3. The method for diagnosing a fault of an underwater vehicle according to claim 1, wherein the calculation formula of the time-frequency power spectrum SPWVD (n, m) in the step (2) is as follows:

wherein SPWVD (N, m) is time-frequency power spectrum, h (k) is smoothing window function of frequency domain direction, k is function argument, k= - (L-1) to L-1), L is not more than (N) ₃ ) A maximum integer of/4;g (l) is a smoothing window function in the time domain direction, l is a function argument, l= - (M-1) to (M-1), M is not more than (N) ₃ ) A maximum integer of/5; z (n) is an analytic signal of the underwater propeller dynamic signal, z x (n) is a conjugate complex number of z (n), and j is an imaginary part of the complex number.

4. The method for diagnosing a fault of an underwater vehicle according to claim 1, wherein the calculation formula of the instantaneous power spectrum entropy curve in the step (3) is:

where p (n, m) is a probability density function and H (n) is an instantaneous power spectrum entropy curve.

5. The method for diagnosing a fault of an underwater vehicle according to claim 4, wherein the time domain boundary of the fault energy region obtained in the step (3) according to the instantaneous power spectrum entropy curve comprises the following specific contents:

calculating the corresponding instantaneous power spectrum entropy of the time beat when taking n=1, m=1, 2,3, …, N ₃ When n=2, m=1, 2,3, …, N, H (1) is calculated ₃ When H (2) is calculated, and so on, H (L) is finally obtained ₁ ) The method comprises the steps of carrying out a first treatment on the surface of the Determining the minimum value in the instantaneous power spectrum entropy curve, and taking the position of the minimum value as a starting point, respectively extending to two sides along the curve to local maxima, wherein the time corresponding to the left local maxima is determined as the time domain lower boundary T of the fault energy region _L The time-domain upper boundary T of the fault energy region is defined by the time beat corresponding to the local maximum on the right side _U 。

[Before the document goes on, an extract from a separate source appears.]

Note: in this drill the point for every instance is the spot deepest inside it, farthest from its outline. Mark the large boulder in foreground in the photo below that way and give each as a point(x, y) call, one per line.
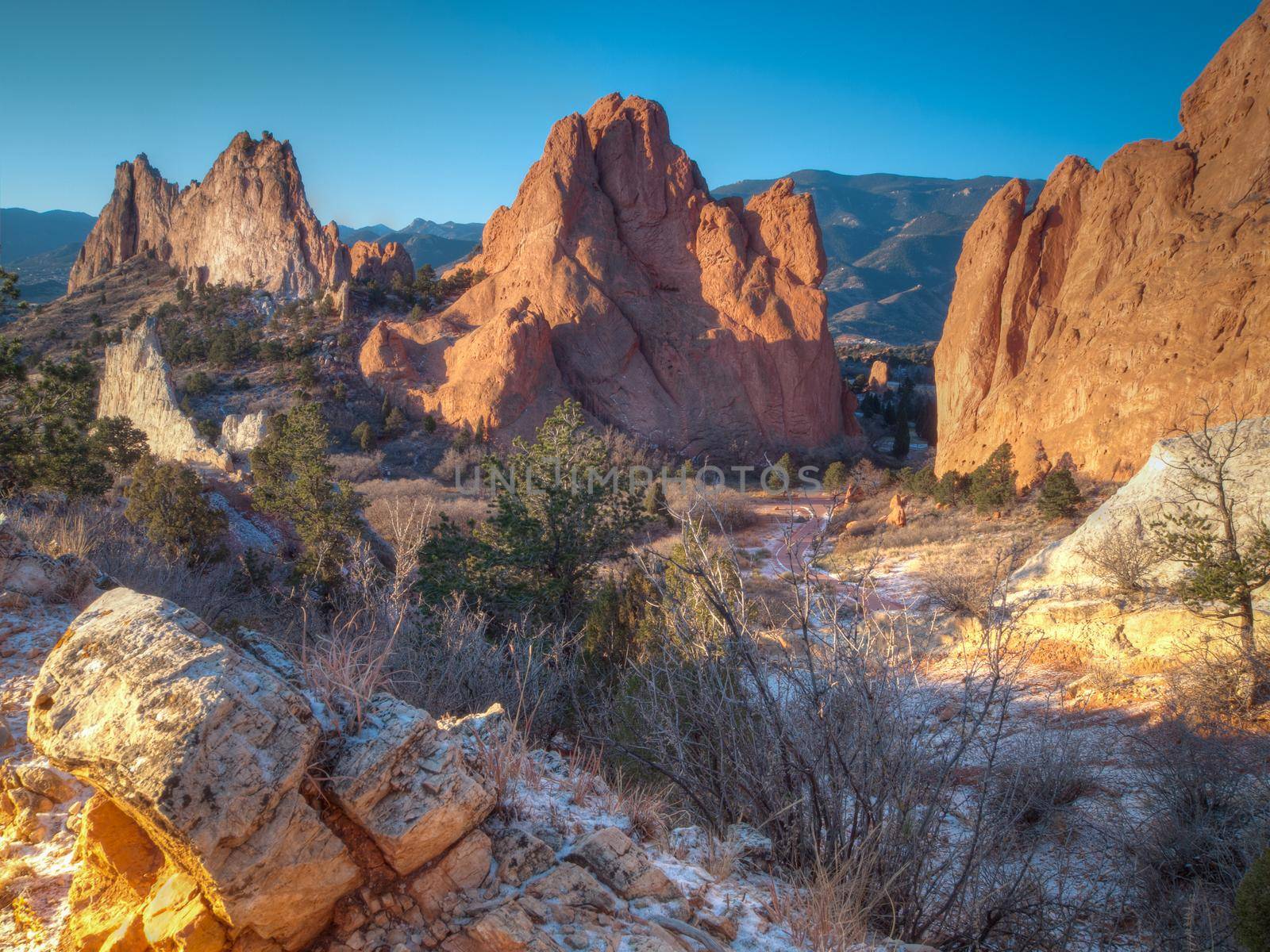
point(1092, 317)
point(1159, 488)
point(205, 749)
point(695, 324)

6. The underwater vehicle fault diagnosis method of claim 1, wherein the underwater robot dynamic signal comprises an underwater vehicle longitudinal speed signal and a vehicle control voltage change rate.

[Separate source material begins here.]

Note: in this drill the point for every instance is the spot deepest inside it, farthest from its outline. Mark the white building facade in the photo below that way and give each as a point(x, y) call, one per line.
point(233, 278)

7. A diagnostic system employing the time-frequency energy-based underwater propulsion fault diagnosis method of claim 1, comprising: the signal acquisition module is used for acquiring the time length L ₁ Is a dynamic signal of the underwater robot;

the time domain boundary calculation module is used for calculating and obtaining the time domain boundary of the fault energy region in the time-frequency power spectrum of the dynamic signal of the underwater robot;

the frequency domain boundary calculation module is used for obtaining the frequency domain boundary of the fault energy region in the time-frequency power spectrum of the underwater robot dynamic signal according to the energy difference between the inner and outer sides of the time domain boundary in the time-frequency power spectrum, obtaining an energy difference curve between the inner and outer sides of the time domain boundary in the time-frequency power spectrum, and taking the frequency corresponding to the maximum value of the energy difference in the energy difference curve as the frequency domain upper boundary F of the fault energy region _U The position of the maximum energy difference is taken as a starting point, the maximum energy difference is extended leftwards to a local energy difference minimum along an energy difference curve, and the frequency corresponding to the local energy difference minimum is the frequency domain lower boundary F of the fault energy region _L ；

The fault feature calculation module is used for taking the sum of time-frequency power spectrums in the time domain boundary and the frequency domain boundary as the time-frequency energy fault feature of the underwater propeller fault;

the model building module is used for building the fault classification model of the underwater propeller based on the support vector data description algorithm by using the corresponding time-frequency energy fault characteristics under a plurality of groups of samples with different working conditions.